Under a plea bargain at Tel Aviv Magistrate's Court, Adi
Lederman confessed to computer trespassing and infringement of
privacy and property rights in connection with the offences,
committed last year. He was also fined 15,000 shekels ($4,000).
According to court papers, Lederman sold demo tracks from
Madonna's album "Rebel Heart" to two buyers at $300 each, having
copied the files from cloud accounts whose passwords he obtained
after hacking email servers used by her musical director Kevin
Antunes, talent manager Guy Oseary and two other people.
Lederman also obtained parts of Madonna's work diary.
"The ease with which crimes such as this can be committed by
those who have skills in the field, such as the accused, require
an appropriate punitive response that has a deterrent and
uncompromising message," the court said in a statement.
Arguing for leniency, Lederman's lawyer told the court that his
client was "not someone with a criminal mentality, but rather, a
very fired-up and impassioned collector who went too far".

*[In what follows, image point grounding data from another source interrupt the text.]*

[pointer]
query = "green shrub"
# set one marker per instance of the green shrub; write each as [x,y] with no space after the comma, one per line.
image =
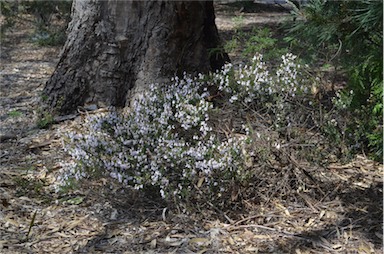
[348,34]
[50,18]
[164,142]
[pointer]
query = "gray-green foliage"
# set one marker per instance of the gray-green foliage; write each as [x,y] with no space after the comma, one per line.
[50,18]
[349,34]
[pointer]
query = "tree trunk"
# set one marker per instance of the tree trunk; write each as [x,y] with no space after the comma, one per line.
[115,49]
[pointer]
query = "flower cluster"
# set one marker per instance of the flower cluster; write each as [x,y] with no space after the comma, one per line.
[164,141]
[256,83]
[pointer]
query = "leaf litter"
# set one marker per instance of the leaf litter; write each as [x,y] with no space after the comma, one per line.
[102,218]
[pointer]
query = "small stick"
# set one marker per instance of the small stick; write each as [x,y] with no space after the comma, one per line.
[31,224]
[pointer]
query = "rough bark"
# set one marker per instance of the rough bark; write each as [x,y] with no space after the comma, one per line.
[117,48]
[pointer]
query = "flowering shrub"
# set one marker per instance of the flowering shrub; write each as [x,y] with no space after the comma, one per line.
[275,89]
[164,141]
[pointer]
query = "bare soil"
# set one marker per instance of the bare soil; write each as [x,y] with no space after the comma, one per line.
[102,218]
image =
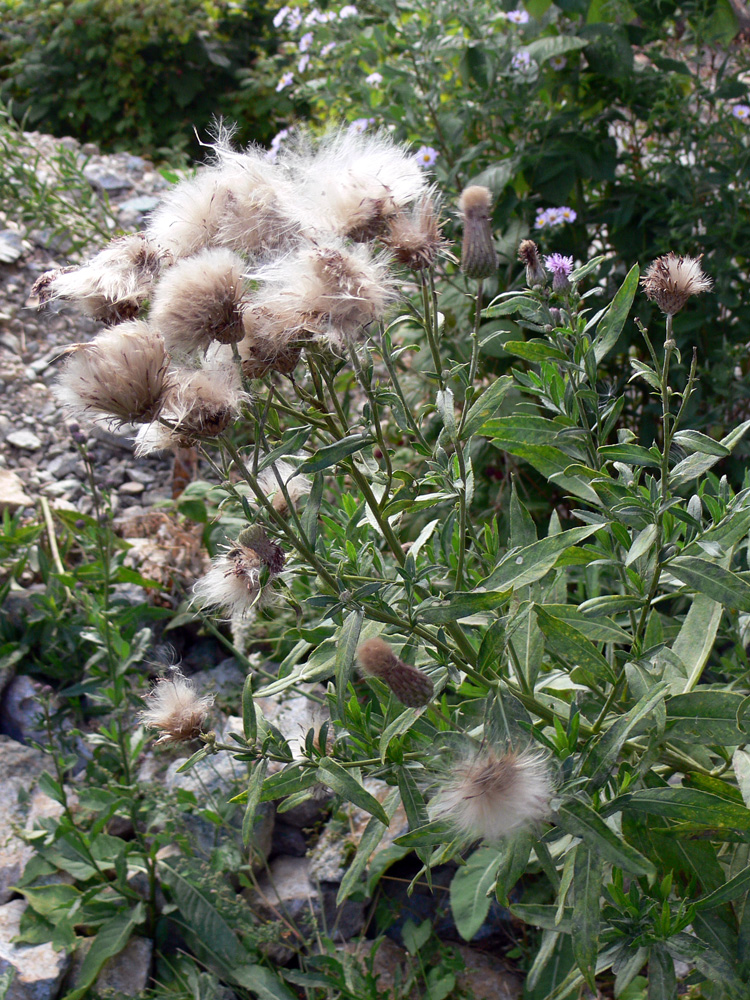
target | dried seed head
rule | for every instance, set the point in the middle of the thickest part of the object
(414, 237)
(412, 687)
(478, 254)
(296, 484)
(175, 710)
(351, 184)
(234, 581)
(112, 285)
(202, 402)
(670, 281)
(528, 254)
(122, 373)
(199, 300)
(491, 795)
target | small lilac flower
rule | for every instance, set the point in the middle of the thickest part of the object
(560, 268)
(426, 156)
(360, 125)
(521, 60)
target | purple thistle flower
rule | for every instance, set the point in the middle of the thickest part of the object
(560, 268)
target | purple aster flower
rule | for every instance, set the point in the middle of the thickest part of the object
(426, 156)
(560, 268)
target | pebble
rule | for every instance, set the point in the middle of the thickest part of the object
(27, 440)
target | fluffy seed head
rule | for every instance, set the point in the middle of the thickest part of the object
(670, 281)
(112, 285)
(122, 373)
(352, 183)
(491, 795)
(200, 300)
(528, 254)
(478, 254)
(296, 483)
(412, 687)
(414, 237)
(175, 710)
(234, 581)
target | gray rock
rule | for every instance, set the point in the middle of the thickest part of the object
(25, 440)
(21, 804)
(11, 246)
(286, 893)
(106, 180)
(126, 973)
(11, 491)
(214, 780)
(139, 205)
(39, 969)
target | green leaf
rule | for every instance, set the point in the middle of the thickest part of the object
(343, 782)
(587, 887)
(709, 578)
(602, 757)
(331, 454)
(346, 651)
(462, 606)
(580, 820)
(113, 935)
(471, 888)
(520, 567)
(691, 805)
(612, 322)
(370, 839)
(695, 441)
(249, 718)
(705, 717)
(254, 791)
(263, 983)
(565, 640)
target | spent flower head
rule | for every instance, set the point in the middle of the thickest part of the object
(670, 280)
(560, 268)
(175, 710)
(490, 795)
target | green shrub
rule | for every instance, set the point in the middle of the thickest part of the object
(135, 74)
(634, 122)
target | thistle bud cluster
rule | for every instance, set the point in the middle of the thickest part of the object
(259, 258)
(412, 687)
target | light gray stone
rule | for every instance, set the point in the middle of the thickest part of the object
(25, 440)
(21, 805)
(39, 969)
(12, 493)
(286, 893)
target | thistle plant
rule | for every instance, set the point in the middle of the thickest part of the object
(539, 688)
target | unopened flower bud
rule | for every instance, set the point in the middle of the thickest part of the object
(478, 254)
(528, 254)
(412, 688)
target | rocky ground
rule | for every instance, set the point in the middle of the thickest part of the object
(301, 854)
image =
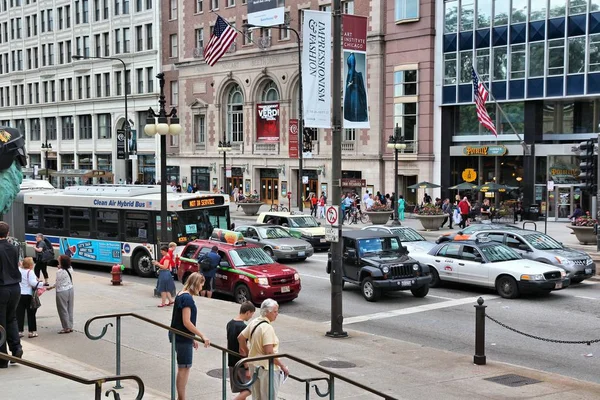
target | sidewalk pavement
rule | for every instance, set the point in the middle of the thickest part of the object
(401, 369)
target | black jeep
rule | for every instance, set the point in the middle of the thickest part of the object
(378, 262)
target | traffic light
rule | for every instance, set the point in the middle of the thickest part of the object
(588, 166)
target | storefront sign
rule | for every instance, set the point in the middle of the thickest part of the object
(498, 150)
(293, 143)
(267, 122)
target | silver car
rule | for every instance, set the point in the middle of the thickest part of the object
(277, 242)
(537, 246)
(414, 242)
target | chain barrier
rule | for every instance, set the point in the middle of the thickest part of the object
(588, 342)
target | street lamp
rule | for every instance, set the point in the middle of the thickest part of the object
(126, 126)
(396, 142)
(168, 124)
(224, 146)
(46, 148)
(300, 111)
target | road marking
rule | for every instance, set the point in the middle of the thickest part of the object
(414, 310)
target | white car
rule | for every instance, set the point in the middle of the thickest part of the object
(493, 265)
(411, 239)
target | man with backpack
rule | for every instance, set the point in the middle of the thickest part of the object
(208, 267)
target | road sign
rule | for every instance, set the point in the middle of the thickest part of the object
(332, 215)
(332, 234)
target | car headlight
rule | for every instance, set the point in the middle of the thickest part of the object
(532, 277)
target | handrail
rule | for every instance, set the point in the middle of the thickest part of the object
(308, 381)
(96, 382)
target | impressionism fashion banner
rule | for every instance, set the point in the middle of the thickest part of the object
(354, 44)
(316, 69)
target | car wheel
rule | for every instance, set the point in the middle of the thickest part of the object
(506, 286)
(368, 289)
(420, 292)
(242, 294)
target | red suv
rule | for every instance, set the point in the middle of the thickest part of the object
(246, 272)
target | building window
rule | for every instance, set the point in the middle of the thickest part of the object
(235, 114)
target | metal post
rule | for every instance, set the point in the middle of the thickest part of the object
(337, 317)
(479, 357)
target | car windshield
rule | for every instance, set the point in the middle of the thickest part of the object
(408, 235)
(273, 233)
(499, 252)
(542, 242)
(250, 256)
(304, 222)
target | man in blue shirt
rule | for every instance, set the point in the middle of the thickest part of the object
(209, 273)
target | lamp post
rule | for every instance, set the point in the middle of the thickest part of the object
(46, 148)
(396, 142)
(126, 126)
(224, 146)
(300, 193)
(168, 124)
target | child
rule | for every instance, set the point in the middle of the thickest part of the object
(234, 328)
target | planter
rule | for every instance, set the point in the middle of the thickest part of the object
(431, 222)
(585, 234)
(250, 208)
(379, 217)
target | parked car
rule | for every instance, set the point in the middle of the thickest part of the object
(276, 241)
(486, 263)
(378, 263)
(302, 226)
(410, 238)
(540, 247)
(246, 272)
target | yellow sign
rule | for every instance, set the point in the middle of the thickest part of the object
(469, 175)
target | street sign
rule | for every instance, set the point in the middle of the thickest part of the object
(332, 234)
(332, 215)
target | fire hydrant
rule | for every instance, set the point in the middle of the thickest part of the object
(116, 274)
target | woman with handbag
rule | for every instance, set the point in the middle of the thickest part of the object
(29, 288)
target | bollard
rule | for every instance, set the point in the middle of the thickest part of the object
(479, 358)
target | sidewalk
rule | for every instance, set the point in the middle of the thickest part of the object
(401, 369)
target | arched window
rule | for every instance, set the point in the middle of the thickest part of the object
(235, 114)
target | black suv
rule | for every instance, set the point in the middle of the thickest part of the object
(378, 262)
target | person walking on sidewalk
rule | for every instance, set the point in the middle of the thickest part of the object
(29, 283)
(10, 292)
(184, 320)
(261, 341)
(234, 328)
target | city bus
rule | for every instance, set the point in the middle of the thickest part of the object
(115, 224)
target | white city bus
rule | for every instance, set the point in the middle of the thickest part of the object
(115, 224)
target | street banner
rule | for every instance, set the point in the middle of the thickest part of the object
(354, 44)
(265, 13)
(293, 143)
(316, 72)
(267, 122)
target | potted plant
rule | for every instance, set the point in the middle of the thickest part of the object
(379, 213)
(431, 217)
(583, 228)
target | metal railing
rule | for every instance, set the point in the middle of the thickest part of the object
(309, 382)
(97, 382)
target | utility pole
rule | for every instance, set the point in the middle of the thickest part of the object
(337, 317)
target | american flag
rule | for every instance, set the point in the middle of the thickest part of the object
(480, 95)
(220, 40)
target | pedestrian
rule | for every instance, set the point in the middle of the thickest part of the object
(259, 339)
(42, 254)
(10, 292)
(165, 279)
(29, 283)
(209, 263)
(184, 320)
(65, 294)
(234, 328)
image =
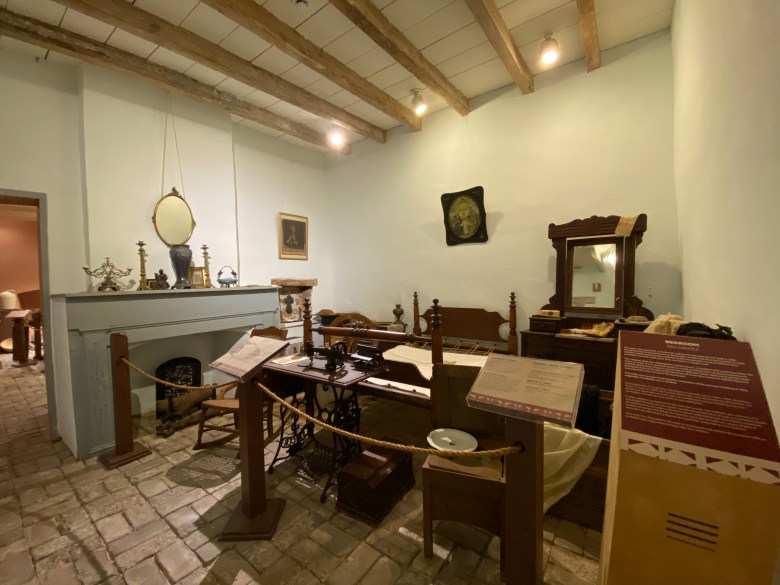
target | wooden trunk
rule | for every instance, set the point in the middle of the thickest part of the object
(372, 483)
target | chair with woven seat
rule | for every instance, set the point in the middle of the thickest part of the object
(477, 492)
(221, 404)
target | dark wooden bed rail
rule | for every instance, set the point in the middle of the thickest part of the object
(398, 337)
(469, 323)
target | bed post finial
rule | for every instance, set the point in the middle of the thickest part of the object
(306, 320)
(437, 346)
(416, 315)
(512, 342)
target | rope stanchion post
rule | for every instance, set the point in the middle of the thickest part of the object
(256, 516)
(524, 478)
(125, 449)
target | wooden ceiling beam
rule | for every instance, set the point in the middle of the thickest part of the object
(371, 21)
(492, 23)
(263, 23)
(159, 31)
(44, 35)
(590, 33)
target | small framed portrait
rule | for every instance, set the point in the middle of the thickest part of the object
(293, 237)
(197, 276)
(464, 216)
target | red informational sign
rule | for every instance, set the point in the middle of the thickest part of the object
(702, 392)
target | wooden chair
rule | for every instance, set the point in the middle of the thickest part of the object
(223, 405)
(463, 492)
(503, 496)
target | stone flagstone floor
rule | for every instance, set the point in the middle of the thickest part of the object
(156, 520)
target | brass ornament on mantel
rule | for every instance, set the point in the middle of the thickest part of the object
(143, 284)
(109, 273)
(206, 273)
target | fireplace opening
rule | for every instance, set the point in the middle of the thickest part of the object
(177, 408)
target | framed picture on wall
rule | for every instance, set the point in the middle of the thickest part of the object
(464, 216)
(293, 237)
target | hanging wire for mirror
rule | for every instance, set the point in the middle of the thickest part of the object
(465, 139)
(169, 112)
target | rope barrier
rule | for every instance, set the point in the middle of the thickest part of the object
(355, 437)
(178, 386)
(387, 444)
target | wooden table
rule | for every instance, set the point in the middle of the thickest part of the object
(343, 411)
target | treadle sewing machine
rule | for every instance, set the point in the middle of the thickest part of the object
(334, 355)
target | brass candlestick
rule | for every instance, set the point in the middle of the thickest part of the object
(142, 285)
(206, 275)
(110, 275)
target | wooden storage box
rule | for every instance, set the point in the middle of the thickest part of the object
(546, 324)
(372, 483)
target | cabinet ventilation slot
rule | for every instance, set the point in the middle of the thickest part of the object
(692, 532)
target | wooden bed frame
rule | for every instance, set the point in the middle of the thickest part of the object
(468, 330)
(452, 329)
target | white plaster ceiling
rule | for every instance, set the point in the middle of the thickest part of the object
(445, 32)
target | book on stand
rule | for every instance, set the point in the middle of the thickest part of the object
(528, 388)
(246, 360)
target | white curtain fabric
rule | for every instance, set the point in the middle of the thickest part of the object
(567, 454)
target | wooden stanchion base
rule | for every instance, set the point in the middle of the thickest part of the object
(111, 459)
(260, 527)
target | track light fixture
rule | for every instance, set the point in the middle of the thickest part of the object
(418, 102)
(336, 138)
(549, 50)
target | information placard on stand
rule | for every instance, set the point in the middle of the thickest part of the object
(528, 388)
(694, 472)
(245, 360)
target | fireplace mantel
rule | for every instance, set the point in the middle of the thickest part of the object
(82, 324)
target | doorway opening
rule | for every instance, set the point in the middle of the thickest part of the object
(24, 270)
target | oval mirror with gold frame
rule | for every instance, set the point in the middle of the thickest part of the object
(173, 219)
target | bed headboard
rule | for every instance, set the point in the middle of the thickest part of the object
(470, 323)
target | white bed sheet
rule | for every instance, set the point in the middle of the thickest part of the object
(567, 452)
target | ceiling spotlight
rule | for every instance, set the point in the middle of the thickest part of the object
(336, 138)
(549, 50)
(418, 102)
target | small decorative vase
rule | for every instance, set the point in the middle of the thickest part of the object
(181, 255)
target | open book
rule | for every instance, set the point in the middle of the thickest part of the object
(244, 361)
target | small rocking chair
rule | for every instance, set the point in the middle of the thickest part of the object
(223, 405)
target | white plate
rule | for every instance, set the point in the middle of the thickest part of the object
(451, 440)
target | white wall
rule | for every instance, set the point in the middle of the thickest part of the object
(272, 177)
(580, 145)
(727, 148)
(40, 151)
(124, 137)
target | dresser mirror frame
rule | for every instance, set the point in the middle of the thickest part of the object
(601, 230)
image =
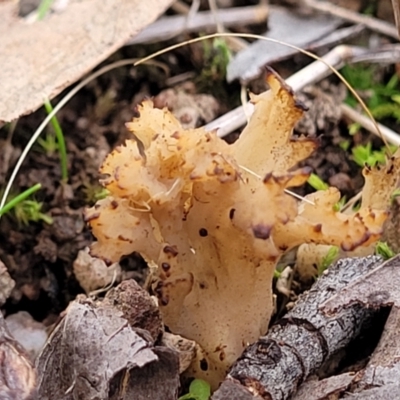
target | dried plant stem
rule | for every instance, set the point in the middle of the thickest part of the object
(339, 50)
(374, 24)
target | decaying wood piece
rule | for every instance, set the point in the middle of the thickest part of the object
(17, 375)
(95, 353)
(324, 389)
(379, 288)
(297, 345)
(380, 380)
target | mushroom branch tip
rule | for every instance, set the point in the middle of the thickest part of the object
(215, 219)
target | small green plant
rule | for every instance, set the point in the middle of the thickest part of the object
(317, 183)
(383, 249)
(328, 259)
(364, 155)
(94, 193)
(55, 142)
(25, 210)
(216, 59)
(198, 390)
(396, 193)
(31, 211)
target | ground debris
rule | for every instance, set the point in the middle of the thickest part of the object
(324, 389)
(43, 58)
(297, 345)
(96, 354)
(17, 376)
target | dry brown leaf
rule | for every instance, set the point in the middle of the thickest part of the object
(40, 59)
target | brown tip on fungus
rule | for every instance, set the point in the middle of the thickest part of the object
(177, 182)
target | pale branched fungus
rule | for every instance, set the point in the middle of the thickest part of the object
(215, 218)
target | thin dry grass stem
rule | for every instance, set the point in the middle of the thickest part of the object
(349, 205)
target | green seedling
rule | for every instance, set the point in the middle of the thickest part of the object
(198, 390)
(94, 193)
(317, 183)
(340, 204)
(328, 259)
(383, 100)
(383, 249)
(216, 57)
(396, 193)
(19, 198)
(344, 145)
(55, 143)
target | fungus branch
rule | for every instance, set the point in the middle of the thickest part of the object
(183, 199)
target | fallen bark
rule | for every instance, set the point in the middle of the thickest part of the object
(297, 345)
(96, 353)
(17, 376)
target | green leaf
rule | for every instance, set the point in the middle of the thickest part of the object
(317, 183)
(383, 249)
(328, 259)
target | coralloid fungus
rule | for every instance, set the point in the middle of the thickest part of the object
(215, 219)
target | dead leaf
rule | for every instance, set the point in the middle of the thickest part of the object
(95, 354)
(40, 59)
(379, 288)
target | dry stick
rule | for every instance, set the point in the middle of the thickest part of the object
(297, 345)
(372, 23)
(396, 11)
(313, 73)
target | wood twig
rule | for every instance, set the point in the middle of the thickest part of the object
(297, 345)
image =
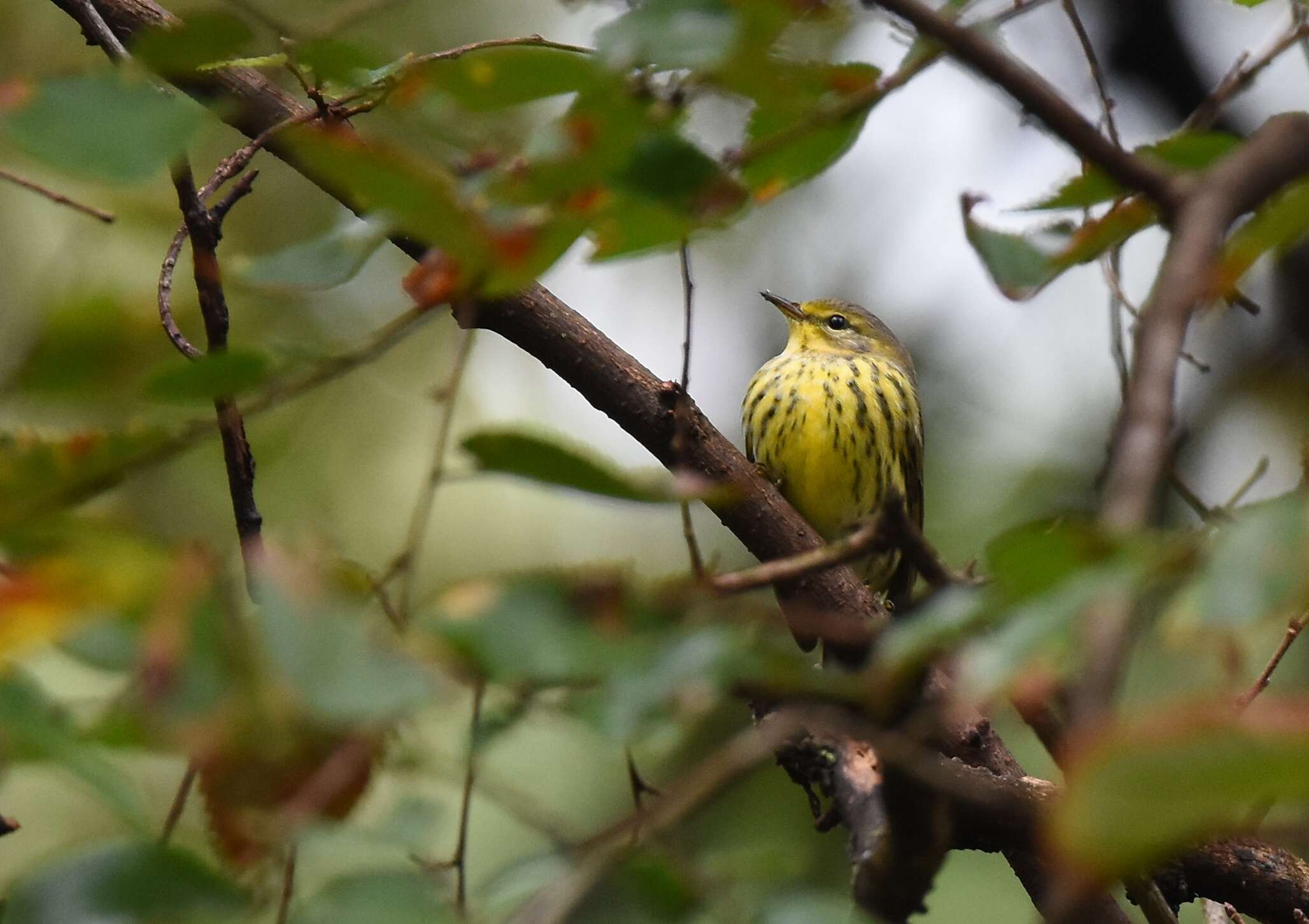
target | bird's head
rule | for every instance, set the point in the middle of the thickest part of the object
(828, 325)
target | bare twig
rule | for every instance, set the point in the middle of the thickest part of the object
(204, 229)
(1275, 155)
(178, 806)
(108, 218)
(1244, 73)
(683, 410)
(96, 31)
(1147, 895)
(406, 563)
(742, 753)
(1038, 99)
(461, 848)
(1261, 682)
(1097, 76)
(870, 96)
(854, 546)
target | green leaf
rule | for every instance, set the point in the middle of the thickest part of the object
(507, 76)
(105, 126)
(337, 62)
(1024, 263)
(92, 349)
(1256, 567)
(214, 376)
(668, 169)
(1033, 558)
(789, 97)
(33, 729)
(1150, 786)
(204, 38)
(134, 883)
(697, 34)
(1038, 634)
(550, 461)
(341, 672)
(630, 225)
(1181, 153)
(1278, 224)
(375, 898)
(38, 473)
(318, 263)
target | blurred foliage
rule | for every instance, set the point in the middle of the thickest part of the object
(307, 707)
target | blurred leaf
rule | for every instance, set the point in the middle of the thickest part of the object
(104, 126)
(527, 248)
(1024, 263)
(1033, 558)
(318, 263)
(787, 97)
(550, 461)
(948, 617)
(668, 169)
(527, 631)
(251, 779)
(1184, 152)
(37, 473)
(628, 225)
(34, 729)
(1042, 634)
(1256, 564)
(213, 376)
(375, 898)
(338, 62)
(178, 50)
(415, 195)
(1150, 786)
(341, 673)
(1278, 224)
(647, 888)
(135, 883)
(695, 34)
(802, 907)
(506, 76)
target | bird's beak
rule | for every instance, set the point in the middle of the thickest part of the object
(788, 308)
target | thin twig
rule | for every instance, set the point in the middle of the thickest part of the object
(1244, 73)
(204, 228)
(406, 563)
(868, 96)
(684, 410)
(1038, 99)
(1233, 915)
(1261, 682)
(180, 797)
(1144, 892)
(461, 846)
(288, 885)
(97, 31)
(108, 218)
(1097, 76)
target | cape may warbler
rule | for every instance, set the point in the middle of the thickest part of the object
(834, 421)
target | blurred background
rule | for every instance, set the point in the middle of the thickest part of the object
(1019, 398)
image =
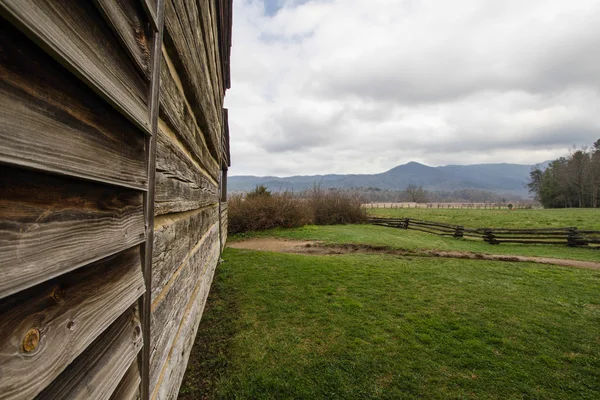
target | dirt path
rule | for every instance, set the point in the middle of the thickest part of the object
(319, 248)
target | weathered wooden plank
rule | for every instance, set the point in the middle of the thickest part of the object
(210, 45)
(127, 18)
(169, 308)
(96, 373)
(51, 122)
(224, 22)
(129, 387)
(192, 70)
(149, 199)
(175, 237)
(212, 13)
(77, 36)
(226, 147)
(51, 225)
(150, 7)
(47, 326)
(180, 183)
(167, 386)
(177, 113)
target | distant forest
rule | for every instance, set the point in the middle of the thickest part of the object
(572, 181)
(417, 194)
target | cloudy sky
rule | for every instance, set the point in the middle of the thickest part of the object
(360, 86)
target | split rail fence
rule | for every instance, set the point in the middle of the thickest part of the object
(570, 236)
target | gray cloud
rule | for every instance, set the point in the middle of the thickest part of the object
(351, 86)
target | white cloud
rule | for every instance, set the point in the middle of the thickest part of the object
(354, 86)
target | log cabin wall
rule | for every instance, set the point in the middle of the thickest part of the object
(114, 150)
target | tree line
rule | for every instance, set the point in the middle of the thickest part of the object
(572, 181)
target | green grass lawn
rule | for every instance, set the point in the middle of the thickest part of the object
(415, 240)
(587, 218)
(283, 326)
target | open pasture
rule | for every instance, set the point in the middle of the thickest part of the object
(582, 218)
(376, 326)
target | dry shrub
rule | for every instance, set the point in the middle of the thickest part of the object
(332, 207)
(261, 210)
(256, 213)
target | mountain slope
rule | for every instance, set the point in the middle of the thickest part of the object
(499, 178)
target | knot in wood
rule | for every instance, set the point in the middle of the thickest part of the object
(31, 340)
(58, 294)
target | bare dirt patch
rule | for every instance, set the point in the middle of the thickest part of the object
(320, 248)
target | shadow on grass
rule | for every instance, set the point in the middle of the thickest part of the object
(209, 357)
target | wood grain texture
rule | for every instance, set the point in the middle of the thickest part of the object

Lederman had health problems, said the lawyer, declining to
detail these for the court record out of privacy concerns.
Lederman, 39, was arrested in January after an investigation
assisted by the FBI. Unfinished tracks from "Rebel Heart" had
leaked online a month earlier.
Madonna has said the crime was an "invasion into my life -
creatively, professionally and personally (that) remains a
deeply devastating and hurtful experience".
Lederman previously made a brief appearance on "A Star Is Born",
Israel's version of "American Idol", before being voted off.